Por ende, los argumentos del discurso están cambiados. Los que creen en el progreso incesante descreen del cambio climático mientras que quienes lo anuncian nos invitan a imaginar un mundo desindustrializado y de bajísimo consumo energético, que para la experiencia de gran parte de la humanidad es un mundo agrario, tribal y empobrecido. La noticia de un digital ilustra esta tensa contradicción: la advertencia del riesgo viene ilustrada por la imagen de una famosa zona desértica –las Bardenas Reales- de esta remota provincia subpirenaica, que es un reclamo turístico en un territorio por lo demás abundante en agua, rico en vegetación, fuertemente industrializado y de alto nivel de vida. Nadie que haya convivido con este árido y bello fragmento del territorio lo relaciona con un desastre climático. Una complacida visión de la historia y de la geología invade al espectador de estos monumentos de piedra.
La ciudad de Esauira, la antigua Mogador, es un puerto atlántico marroquí dedicado a las pesquerías, con una antigua fortaleza portuguesa, calles diáfanas y acogedoras, una playa extensa y casi desierta y un nuevo puerto en construcción. En resumen, un prometedor centro turístico, según los parámetros vigentes en España hace cincuenta años. La carretera que conduce a la ciudad atraviesa un dilatado territorio llano de estructura análoga a las Bardenas mencionadas, de vegetación rala, arbustos dispersos y parcelas de cereal, en el que medran pequeños rebaños de ovino. A mitad de camino, el autobús que conduce a los turistas se detiene para que contemplen y fotografíen un atractivo turístico cercano al prodigio. El árbol de las cabras. El espectáculo es tan sorprendente y chusco que a cualquier experto en el cambio climático le habría costado un buen rato encontrarle sentido, más allá de la explotación económica que de él hacia el cabrero. En efecto, diríase que este emprendedor había comprendido las aplicaciones turísticas de la tendencia natural de las cabras a encaramarse en busca de alimento en las ramas altas de la vegetación disponible, y ahí estaban, mansamente absortas en su condición de espectáculo, sostenidas por unas precarias plataformas hechas de palitroques entre las ramas del árbol. Foto, propina y vuelta al autobús.

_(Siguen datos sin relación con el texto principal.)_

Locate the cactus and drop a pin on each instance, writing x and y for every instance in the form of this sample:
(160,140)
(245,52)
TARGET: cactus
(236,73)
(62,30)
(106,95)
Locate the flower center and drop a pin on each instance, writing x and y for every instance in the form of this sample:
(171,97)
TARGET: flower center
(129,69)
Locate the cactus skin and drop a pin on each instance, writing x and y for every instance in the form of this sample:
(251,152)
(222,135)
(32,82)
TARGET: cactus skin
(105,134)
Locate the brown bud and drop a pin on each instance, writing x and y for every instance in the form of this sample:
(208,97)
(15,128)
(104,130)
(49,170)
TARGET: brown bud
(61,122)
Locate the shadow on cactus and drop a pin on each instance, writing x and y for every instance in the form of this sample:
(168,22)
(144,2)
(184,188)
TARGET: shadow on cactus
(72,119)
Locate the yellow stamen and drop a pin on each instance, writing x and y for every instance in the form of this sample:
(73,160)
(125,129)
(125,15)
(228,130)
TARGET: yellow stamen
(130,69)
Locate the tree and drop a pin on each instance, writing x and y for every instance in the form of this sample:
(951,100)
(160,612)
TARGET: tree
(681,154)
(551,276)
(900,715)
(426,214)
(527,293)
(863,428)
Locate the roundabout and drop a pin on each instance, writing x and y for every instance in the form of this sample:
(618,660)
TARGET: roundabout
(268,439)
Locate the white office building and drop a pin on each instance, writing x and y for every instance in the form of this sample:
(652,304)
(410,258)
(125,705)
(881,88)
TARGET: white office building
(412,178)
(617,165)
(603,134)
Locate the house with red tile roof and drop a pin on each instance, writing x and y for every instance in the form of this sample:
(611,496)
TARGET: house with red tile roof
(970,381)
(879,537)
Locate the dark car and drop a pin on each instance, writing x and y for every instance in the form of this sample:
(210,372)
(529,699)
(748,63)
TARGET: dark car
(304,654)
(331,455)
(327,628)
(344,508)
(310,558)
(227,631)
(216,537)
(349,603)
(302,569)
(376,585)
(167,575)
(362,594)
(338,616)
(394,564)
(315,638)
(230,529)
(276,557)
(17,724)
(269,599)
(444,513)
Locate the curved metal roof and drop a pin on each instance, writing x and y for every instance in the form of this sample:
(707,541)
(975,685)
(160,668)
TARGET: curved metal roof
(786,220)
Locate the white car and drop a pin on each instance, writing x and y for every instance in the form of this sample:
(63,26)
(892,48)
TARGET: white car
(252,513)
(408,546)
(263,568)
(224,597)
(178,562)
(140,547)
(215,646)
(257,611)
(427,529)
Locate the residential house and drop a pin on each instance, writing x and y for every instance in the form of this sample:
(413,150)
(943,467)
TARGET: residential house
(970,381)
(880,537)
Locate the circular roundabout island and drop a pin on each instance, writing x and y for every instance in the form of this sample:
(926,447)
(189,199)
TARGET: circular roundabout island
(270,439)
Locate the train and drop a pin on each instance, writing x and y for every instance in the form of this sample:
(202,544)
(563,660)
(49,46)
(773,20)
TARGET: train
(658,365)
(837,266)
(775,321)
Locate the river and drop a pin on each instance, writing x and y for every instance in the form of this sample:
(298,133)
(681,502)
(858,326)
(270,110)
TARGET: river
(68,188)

Más tarde, las cabras del árbol, inmóviles, expectantes, empiezan a desvelar un significado más profundo. No es la primera vez que a los viajeros les es dado contemplar una conquista del territorio, en este caso por humanos, no muy diferente a la que simbolizan las cabras. El agua es un bien escaso y preciado en el país y las agencias turísticas enseñan con legítimo orgullo los saltos de agua como el de Ouzud en paisajes montañosos de gran belleza, pero lo que llama la atención es la colonización económica del territorio. El turista europeo, orondo, envejecido, trepa penosamente por los riscos que flanquean la cascada y en cada recoveco, sobre cada roca, por inestable y vertiginosa que le resulte al visitante a punto de echar el bofe, hay alguien, quieto, paciente, embutido en una chilaba que le ofrece un collar, unas babuchas o un refresco. Hay en el cuadro una mezcla de tenacidad y fatalismo profundamente humanos. Cambio climático, ¿de qué me está hablando usted?